Speaker: Science above the fray
Science isn’t a fighter. Science just is what it is.
“My concern is that science not be hijacked,” said Eugenie Scott, executive director of the National Center for Science Education, which opposes the teaching of religious views in science classes. “It’s too important to be associated with an ideological concern.”
In the ongoing battle between evolution and intelligent design, Scott told a Kansas University audience Thursday night, science as a discipline shouldn’t be part of the battle’s landscape.
Rather, Scott said, science’s only concern is with the empirical observation, testing and recording of the ways of the natural world.
If there is a fight to be waged, she said, it should be between those who believe some nonmaterial force helps shape the world – including intelligent design proponents – and those who philosophize the purity of the natural, observable world.

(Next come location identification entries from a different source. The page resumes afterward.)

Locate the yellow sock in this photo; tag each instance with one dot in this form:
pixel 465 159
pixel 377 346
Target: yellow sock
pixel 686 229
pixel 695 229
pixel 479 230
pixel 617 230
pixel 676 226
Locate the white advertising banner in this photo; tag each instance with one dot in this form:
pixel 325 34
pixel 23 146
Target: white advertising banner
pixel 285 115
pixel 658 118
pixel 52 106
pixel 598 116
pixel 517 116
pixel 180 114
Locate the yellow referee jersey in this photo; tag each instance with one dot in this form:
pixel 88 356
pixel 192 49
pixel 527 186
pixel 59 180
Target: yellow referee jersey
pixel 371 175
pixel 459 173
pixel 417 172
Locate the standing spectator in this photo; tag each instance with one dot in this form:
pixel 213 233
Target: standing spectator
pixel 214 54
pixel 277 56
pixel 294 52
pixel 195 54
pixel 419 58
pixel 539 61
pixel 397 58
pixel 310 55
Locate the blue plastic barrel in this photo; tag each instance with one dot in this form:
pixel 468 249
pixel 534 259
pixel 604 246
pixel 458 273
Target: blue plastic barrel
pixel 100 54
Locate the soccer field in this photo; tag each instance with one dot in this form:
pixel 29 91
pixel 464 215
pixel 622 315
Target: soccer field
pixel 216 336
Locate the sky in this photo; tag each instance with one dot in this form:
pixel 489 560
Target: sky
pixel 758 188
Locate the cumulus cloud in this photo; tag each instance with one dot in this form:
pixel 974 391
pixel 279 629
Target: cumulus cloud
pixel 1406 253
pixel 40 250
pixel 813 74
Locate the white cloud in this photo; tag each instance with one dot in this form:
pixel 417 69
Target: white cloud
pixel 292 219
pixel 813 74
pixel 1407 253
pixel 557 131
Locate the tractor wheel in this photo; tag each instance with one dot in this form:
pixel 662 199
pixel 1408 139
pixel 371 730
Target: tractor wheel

Scott has been an activist in the creationism versus evolution controversy for more than 20 years and, from her point of view, science stands above the fray.
As for other, less-tested branches of science, the fact that they are always changing shouldn’t become fodder for creationists, she said.
Science is meant to change, to try to always search for better explanations for how the world works.
Intelligent design proponents, she said, “confuse the unexplained with something being unexplainable.”
But that, she said, is what science does: tries to explain the things humans cannot yet fully understand.
Science does not – or at least should not – instead become one side in a prolonged ideological battle.
“Science,” Scott said, “doesn’t have a dog in most of these fights.”